Take Advantage of What Major Advertisers Already Know
Chuck Young, founder and CEO of Ameritest, an advertising and brand research firm and John Kastenholz, Vice President of Consumer and Market Insight at Unilever have done extensive research into how story telling, emotions, and ideas are linked in creating effective commercial advertising. Since their research was based on television advertising it holds immediate relevance to any company that intends on using the Web as a significant presentation tool for delivering their marketing message.
The cost of producing and airing broadcast television commercials is exorbitant, and that cost necessitates the kind of research done by Young and Kastenholz. Web-based marketers can benefit from the psychological insights provided from these studies and implement the findings in cost effective Web-video and audio presentations on websites, Google Video, Google Video Ads, YouTube, MySpace, and the countless other video presentation vehicles popping up on the Web daily.
In Chuck Young’s article, “A Film Director’s Guide To Ad Effectiveness” he states that audiences don’t just watch a commercial, video, or film, but rather they actively participate emotionally in them. By paying attention to an audience’s emotional response to short-form storytelling (commercials) the advertiser can turn mere information into a memorable experience.
There are two ways to persuade an audience: tap into their existing belief system or change their existing belief system, a much harder challenge, but not impossible if you understand what makes people believe what they believe. We can communicate to an audience on three levels: the objective, the subjective, and the conceptual.
The Objective
Many advertisements fail because they present a rational objective argument in their presentation. Unfortunately or fortunately depending on your point-of-view, most purchases are based on emotion not objective rational decision-making.
People may justify a purchase on some rational fabrication but if truth-be-told the decision was founded on a far more emotional subjective level. Purchasing decisions based on a rational model really only work for companies who are the dominant low price leader in a commodity based marketplace – not a place most businesses want to be as margins are low and volume must be extremely high in order to make any money.
The Subjective
By tapping into the subjective level of an audience’s common experiences, experiences that form the basis of an emotional response, advertisers can present a far more powerful case than one based on mere features and specifications.
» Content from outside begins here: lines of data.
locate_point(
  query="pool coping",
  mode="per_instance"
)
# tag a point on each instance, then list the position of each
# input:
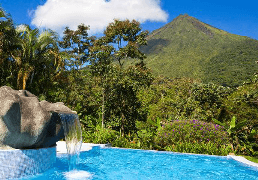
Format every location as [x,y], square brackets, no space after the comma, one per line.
[61,148]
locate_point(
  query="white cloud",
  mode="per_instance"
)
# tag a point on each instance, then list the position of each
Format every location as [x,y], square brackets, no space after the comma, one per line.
[57,14]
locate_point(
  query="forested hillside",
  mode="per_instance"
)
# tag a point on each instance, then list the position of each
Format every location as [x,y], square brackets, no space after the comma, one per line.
[128,105]
[187,47]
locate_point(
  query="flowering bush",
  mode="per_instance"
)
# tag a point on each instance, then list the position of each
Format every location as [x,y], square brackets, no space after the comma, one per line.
[193,136]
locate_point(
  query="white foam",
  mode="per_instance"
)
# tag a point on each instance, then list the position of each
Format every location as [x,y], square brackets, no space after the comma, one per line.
[77,174]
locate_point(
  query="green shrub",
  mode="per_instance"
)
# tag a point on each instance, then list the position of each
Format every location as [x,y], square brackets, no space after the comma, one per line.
[100,135]
[193,136]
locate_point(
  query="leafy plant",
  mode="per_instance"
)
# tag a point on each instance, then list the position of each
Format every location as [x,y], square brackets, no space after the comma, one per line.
[187,135]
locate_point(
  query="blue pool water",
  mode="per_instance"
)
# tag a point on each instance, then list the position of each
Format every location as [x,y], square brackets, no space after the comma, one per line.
[129,164]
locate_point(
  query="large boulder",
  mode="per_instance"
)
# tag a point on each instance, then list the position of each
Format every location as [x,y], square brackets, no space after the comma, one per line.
[26,123]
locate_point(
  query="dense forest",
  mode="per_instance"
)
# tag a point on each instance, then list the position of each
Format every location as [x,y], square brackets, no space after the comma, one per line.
[128,105]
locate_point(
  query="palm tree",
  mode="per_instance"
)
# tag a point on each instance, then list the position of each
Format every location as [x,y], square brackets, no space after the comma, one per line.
[37,53]
[7,44]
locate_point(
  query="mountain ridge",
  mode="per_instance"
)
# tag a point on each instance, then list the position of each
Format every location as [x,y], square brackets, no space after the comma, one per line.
[187,47]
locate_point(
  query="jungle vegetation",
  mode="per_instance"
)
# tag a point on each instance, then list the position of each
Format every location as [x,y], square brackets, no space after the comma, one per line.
[200,98]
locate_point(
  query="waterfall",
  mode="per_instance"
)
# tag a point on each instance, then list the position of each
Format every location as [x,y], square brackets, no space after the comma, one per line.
[73,137]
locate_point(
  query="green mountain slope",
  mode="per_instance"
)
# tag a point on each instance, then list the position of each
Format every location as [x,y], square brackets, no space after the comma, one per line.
[187,47]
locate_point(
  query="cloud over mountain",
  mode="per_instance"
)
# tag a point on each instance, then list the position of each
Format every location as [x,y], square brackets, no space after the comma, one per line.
[57,14]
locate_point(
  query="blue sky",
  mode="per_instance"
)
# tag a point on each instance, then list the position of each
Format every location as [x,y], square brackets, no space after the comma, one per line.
[237,17]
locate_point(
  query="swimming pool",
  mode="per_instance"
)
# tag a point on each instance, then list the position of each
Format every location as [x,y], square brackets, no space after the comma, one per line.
[130,164]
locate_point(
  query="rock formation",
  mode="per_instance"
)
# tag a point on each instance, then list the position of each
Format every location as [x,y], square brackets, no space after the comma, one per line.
[26,123]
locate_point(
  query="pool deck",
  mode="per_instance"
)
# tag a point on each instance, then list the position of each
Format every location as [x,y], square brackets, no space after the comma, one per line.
[61,148]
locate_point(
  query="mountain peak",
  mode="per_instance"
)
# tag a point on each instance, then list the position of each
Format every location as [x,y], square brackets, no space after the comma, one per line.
[187,47]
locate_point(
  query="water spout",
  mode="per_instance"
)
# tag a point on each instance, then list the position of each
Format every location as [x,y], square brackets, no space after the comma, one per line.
[73,137]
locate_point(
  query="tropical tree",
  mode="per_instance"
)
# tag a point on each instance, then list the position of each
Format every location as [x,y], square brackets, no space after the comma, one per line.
[37,56]
[7,45]
[76,44]
[121,41]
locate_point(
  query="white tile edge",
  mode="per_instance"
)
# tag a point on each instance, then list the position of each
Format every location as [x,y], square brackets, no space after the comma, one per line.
[243,160]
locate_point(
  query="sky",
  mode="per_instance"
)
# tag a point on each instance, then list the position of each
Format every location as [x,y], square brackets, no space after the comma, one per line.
[237,17]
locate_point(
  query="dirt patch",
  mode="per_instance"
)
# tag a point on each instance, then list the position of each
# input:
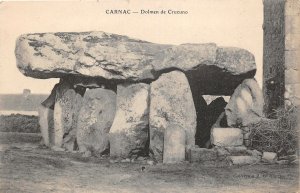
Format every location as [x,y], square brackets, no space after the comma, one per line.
[27,167]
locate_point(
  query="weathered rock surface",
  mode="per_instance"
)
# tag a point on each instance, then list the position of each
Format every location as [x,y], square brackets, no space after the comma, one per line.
[269,157]
[67,105]
[243,160]
[210,115]
[95,119]
[115,57]
[197,154]
[46,124]
[245,105]
[130,130]
[46,118]
[171,103]
[226,137]
[174,144]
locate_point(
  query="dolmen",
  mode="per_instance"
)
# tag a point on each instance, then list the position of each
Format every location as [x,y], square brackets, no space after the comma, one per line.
[123,96]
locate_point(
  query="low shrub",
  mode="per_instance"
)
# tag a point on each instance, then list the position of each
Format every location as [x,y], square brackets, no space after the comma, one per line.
[278,135]
[19,123]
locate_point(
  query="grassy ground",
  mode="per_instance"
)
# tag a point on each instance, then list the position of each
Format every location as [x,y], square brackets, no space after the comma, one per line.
[19,123]
[27,167]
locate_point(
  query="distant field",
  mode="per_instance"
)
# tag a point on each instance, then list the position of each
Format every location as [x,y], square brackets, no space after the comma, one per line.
[18,102]
[19,123]
[35,113]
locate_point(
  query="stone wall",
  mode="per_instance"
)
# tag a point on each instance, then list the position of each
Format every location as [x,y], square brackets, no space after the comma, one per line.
[281,54]
[292,52]
[273,55]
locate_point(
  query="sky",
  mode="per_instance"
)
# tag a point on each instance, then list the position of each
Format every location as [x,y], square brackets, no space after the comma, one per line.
[236,23]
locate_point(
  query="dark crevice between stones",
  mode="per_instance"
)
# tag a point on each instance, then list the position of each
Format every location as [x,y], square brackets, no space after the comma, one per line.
[211,80]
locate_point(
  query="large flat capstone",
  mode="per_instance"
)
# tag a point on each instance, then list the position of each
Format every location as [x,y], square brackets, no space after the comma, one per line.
[119,58]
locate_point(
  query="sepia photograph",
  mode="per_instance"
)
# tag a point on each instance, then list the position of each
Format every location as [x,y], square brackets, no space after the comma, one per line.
[149,96]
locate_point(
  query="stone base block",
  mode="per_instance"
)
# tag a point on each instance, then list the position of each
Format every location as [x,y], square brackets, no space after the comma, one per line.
[196,154]
[226,137]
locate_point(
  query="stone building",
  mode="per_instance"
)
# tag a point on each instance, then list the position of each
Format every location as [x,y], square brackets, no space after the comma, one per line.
[281,54]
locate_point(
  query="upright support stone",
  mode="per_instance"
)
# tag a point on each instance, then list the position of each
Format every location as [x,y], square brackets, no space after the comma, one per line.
[174,144]
[46,124]
[95,120]
[46,119]
[129,132]
[171,102]
[68,102]
[245,105]
[62,117]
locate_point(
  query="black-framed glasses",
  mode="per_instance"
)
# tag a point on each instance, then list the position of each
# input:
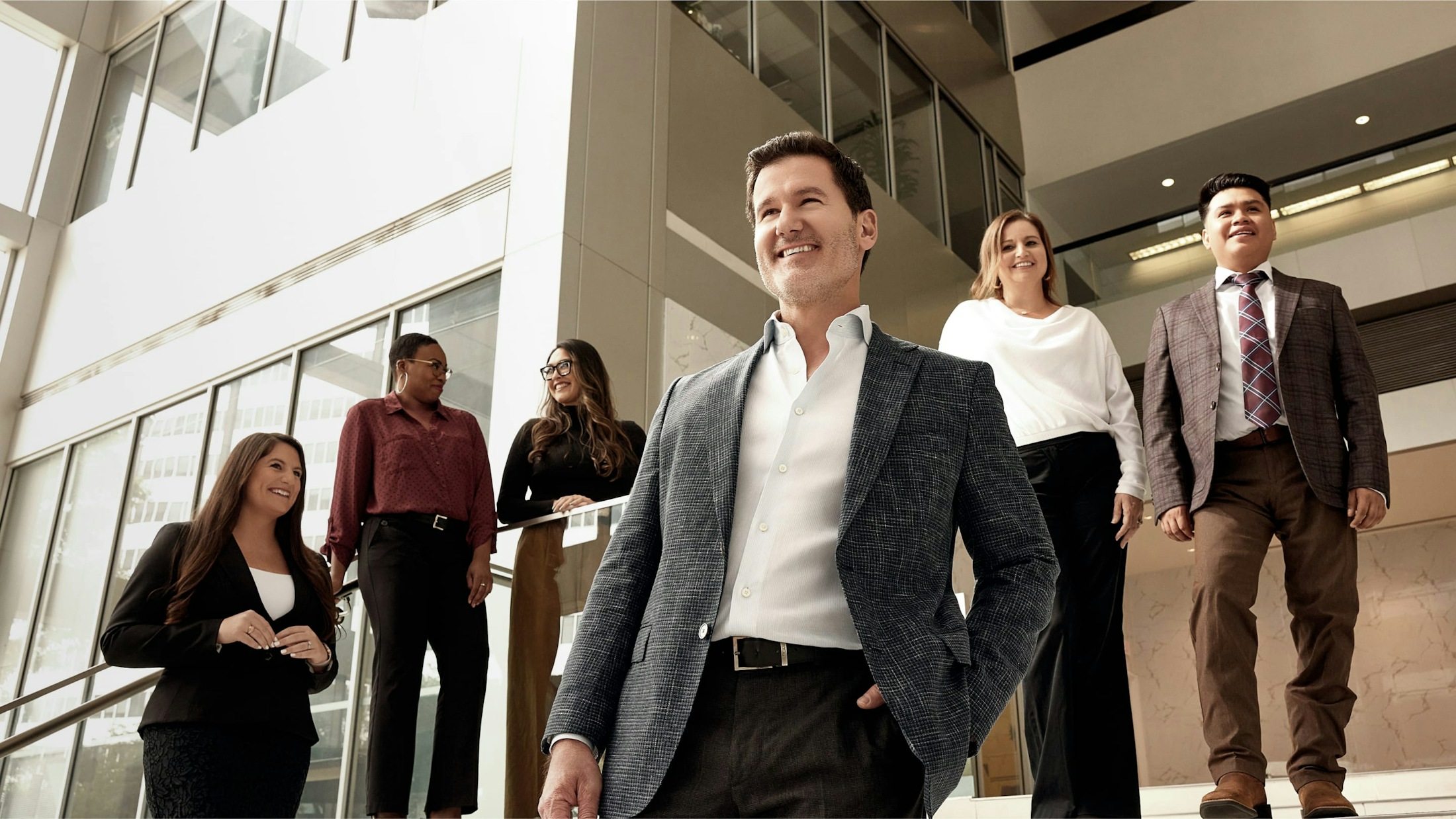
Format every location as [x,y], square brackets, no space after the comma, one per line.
[559,368]
[434,367]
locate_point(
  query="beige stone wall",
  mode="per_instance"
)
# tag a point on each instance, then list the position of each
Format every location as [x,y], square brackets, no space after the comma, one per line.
[1404,667]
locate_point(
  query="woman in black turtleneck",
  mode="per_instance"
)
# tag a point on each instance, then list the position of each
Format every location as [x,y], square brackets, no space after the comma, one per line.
[577,453]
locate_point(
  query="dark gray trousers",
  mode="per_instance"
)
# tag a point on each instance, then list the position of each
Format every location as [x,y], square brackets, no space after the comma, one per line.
[790,742]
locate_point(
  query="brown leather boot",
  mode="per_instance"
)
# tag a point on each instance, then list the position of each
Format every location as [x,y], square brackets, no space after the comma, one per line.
[1321,799]
[1236,796]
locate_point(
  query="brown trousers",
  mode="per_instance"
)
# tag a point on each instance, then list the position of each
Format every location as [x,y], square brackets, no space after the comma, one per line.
[1257,495]
[529,690]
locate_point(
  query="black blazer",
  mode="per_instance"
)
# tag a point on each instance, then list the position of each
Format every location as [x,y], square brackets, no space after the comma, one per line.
[234,685]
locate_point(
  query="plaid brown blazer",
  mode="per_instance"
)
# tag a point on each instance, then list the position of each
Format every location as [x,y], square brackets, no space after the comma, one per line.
[1326,386]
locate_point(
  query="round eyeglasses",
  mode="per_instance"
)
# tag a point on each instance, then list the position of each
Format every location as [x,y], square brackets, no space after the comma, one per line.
[434,367]
[559,368]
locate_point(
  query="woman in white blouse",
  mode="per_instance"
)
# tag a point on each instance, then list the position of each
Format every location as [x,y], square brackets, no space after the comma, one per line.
[1071,412]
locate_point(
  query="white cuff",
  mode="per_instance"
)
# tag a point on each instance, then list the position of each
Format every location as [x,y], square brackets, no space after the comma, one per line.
[578,738]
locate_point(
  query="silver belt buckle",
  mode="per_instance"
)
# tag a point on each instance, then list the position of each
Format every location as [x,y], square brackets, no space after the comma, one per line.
[784,658]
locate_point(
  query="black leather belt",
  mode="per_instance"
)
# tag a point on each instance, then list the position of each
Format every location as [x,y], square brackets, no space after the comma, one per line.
[420,520]
[753,654]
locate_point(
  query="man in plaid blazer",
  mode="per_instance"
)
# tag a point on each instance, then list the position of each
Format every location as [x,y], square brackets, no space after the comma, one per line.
[1261,419]
[772,630]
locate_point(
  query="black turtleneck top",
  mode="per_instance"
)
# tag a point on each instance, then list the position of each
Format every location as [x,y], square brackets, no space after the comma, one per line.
[564,469]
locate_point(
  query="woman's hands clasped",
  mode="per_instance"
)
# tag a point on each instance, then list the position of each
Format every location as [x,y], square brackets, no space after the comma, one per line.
[252,630]
[1127,511]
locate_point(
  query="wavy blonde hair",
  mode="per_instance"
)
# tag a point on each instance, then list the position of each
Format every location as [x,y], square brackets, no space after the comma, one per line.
[987,284]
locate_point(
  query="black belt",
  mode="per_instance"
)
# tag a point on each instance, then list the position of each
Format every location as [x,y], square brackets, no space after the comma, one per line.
[435,523]
[753,654]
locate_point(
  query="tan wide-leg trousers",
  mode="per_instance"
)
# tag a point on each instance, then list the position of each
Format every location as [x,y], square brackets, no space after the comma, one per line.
[1257,495]
[529,690]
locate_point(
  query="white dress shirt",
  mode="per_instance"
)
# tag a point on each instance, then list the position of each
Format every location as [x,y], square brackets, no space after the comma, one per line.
[782,582]
[1229,421]
[1056,376]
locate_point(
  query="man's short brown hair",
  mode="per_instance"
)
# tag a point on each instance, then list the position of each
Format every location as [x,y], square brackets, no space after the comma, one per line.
[848,175]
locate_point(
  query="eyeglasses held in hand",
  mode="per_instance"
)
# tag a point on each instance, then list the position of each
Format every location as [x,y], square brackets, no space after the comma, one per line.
[559,368]
[434,367]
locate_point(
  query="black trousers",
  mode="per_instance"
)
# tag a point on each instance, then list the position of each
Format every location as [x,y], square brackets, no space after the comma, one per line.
[412,580]
[790,742]
[203,770]
[1079,714]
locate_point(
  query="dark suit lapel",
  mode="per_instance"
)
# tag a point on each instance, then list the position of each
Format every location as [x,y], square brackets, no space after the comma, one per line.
[1286,296]
[234,568]
[890,370]
[731,390]
[1207,312]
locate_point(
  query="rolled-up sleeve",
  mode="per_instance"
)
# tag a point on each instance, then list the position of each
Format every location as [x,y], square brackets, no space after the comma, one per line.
[353,479]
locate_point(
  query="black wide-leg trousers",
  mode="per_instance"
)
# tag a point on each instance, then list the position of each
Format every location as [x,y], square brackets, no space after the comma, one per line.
[1078,709]
[414,587]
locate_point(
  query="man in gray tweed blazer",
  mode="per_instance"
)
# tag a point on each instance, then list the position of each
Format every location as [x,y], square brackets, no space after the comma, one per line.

Commercials or Web-based video presentations that reach an audience on this subjective level can be extremely effective in aligning a product, service or brand with an audience’s pre-existing set of beliefs – they will be comfortable in buying your wares because they see how it fits their vision of themselves.
The Conceptual
In order to actually change people’s minds rather than just convince them that you fit their pre-existing set of values and beliefs, you must reach them on a conceptual level. To achieve this level of persuasion the experience presented must not only be memorable and comprehensible; it must also be enlightening or perspective altering. This epiphany or ’seeing-the light’ will then be incorporated into the audience’s values and belief system and used as a cognitive decision-making reference.